Pour cela, il est poursuivi au motif de pas moins de neuf articles du code pénal, et risque une peine cumulée de 28 ans de prison. La police l’accuse même d’avoir violé la section 66 de la loi sur les technologies de l’information - quand bien même la Cour suprême a dénoncé l’inconstitutionnalité de cet article dans une décision de 2015. Après avoir demandé sa libération sous caution, il doit être entendu lundi prochain, 19 octobre.


“Nous appelons les juges du tribunal de Lucknow, où l'audience est prévue, à ordonner la libération immédiate et inconditionnelle de Prashant Kanojia, qui n’a absolument rien à faire en prison, déclare Daniel Bastard, responsable du bureau Asie-pacifique de RSF. Dans cette affaire, nous sommes face à un intolérable cas de harcèlement judiciaire, qui vise à faire taire un journaliste jugé trop critique des autorités. Les accusations délirantes portées contre lui pour un simple tweet doivent être levées sur-le-champ.” 


Interrogée par RSF, l’épouse de Prashant Kanojia, Jagisha Arora, confirme que “le tweet était une excuse”. Selon elle, “les autorités de l’Uttar Pradesh attendaient de le piéger d’une façon ou d’une autre. Il a été une voix courageuse et critique du gouvernement, et a relayé la voix des communautés marginalisées, comme les musulmans ou les dalits” - “dalit” étant le nom actuellement donné à celles et ceux qu’on désignait par le passé comme “intouchables”.


Journaliste : profession interdite


Signe du harcèlement qui vise Prashant Kanojia, une autre plainte avait été enregistrée contre lui en avril dernier parce qu’il aurait publié des “remarques répréhensibles” sur le Premier ministre Narendra Modi et le leader régional Yogi Adityanath sur les réseaux sociaux, en lien avec leur gestion du confinement.
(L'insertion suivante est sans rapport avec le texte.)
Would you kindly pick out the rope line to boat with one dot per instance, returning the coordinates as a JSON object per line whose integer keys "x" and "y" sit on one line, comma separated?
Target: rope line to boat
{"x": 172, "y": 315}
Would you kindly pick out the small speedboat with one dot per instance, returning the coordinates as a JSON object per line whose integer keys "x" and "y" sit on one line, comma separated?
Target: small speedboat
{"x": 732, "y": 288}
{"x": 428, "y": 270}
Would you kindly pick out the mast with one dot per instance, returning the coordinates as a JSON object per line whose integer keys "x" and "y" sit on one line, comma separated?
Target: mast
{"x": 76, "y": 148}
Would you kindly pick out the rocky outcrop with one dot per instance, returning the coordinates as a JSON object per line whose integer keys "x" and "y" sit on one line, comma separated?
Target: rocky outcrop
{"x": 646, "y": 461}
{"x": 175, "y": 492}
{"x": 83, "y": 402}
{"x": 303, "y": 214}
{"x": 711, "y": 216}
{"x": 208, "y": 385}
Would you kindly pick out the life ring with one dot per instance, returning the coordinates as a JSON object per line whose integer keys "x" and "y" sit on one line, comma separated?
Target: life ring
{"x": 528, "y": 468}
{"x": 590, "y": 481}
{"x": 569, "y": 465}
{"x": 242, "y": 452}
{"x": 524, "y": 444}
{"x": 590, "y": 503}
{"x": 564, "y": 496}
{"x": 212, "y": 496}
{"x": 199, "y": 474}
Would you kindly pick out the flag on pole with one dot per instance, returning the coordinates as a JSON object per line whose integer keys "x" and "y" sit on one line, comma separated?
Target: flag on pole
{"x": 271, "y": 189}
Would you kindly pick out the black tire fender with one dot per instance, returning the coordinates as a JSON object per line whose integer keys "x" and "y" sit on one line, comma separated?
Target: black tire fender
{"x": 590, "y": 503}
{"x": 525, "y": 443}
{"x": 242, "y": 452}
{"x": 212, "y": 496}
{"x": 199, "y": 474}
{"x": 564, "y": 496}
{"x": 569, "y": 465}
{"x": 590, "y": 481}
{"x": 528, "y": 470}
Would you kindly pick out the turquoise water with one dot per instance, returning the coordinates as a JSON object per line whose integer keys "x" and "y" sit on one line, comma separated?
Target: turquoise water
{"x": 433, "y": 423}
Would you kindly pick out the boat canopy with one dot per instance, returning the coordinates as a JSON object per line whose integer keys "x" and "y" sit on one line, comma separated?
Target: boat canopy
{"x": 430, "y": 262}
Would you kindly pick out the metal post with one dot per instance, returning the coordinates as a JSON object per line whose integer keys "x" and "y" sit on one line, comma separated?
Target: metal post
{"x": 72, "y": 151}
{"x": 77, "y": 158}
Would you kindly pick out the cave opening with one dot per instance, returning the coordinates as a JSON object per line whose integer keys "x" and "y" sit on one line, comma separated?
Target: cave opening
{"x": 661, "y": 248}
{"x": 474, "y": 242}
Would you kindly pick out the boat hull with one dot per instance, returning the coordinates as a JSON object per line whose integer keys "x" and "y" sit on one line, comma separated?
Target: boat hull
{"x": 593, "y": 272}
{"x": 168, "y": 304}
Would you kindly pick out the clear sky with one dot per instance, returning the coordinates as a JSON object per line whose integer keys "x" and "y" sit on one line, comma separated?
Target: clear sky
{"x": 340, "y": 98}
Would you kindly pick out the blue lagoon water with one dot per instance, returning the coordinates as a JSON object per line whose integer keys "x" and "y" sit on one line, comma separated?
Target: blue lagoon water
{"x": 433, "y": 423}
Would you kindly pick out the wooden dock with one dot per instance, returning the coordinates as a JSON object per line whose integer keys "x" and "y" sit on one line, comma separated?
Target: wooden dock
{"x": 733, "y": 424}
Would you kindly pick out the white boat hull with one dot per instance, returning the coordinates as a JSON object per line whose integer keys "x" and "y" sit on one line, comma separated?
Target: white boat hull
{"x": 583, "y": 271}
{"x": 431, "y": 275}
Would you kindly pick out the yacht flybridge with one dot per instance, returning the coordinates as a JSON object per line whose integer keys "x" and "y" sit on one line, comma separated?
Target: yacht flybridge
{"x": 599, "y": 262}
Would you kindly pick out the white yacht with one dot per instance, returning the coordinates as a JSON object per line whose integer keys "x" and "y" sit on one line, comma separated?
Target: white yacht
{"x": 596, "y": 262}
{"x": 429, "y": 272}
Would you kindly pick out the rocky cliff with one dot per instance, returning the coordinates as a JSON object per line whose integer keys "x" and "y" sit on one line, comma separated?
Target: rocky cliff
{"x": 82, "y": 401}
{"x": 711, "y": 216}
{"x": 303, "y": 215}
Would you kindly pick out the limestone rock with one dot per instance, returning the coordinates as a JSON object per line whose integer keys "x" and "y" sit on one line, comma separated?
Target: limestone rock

En 2019, il avait déjà été arrêté pour avoir relayé une vidéo en ligne mentionnant le même Yogi Adityanath. De nombreux observateurs pensent qu’il est harcelé en raison de son appartenance à la caste des dalits - et du fait qu’en tant que tel, il ne devrait pas exercer le métier de journaliste.


“C’est certainement un facteur”, reprend Jagisha Arora. Le fait qu’il soit dalit le rend plus vulnérable. Il y a très peu de journalistes dalits dans les médias indiens. Et il est l’un de seuls à être reconnu pour son travail.” 


La semaine dernière, RSF avait déjà dénoncé l’attitude de la police et du gouvernement de l’Uttar Pradesh, qui ne tolèrent pas que des journalistes les critiquent, et en arrêtent certains pour intimider l’ensemble de la profession. 


Un comportement confirmé par un appel récemment publié pour demander la libération de Prashant Kanojia, signé par près d’un millier d’activistes et d'universitaires. Selon eux, son arrestation s’inscrit dans une “tendance plus large” du gouvernement provincial qui veut "réduire au silence les voix dissidentes”


L’Inde se situe à la 142e place sur 180 pays dans le Classement mondial de la liberté de la presse établi en 2020 par RSF.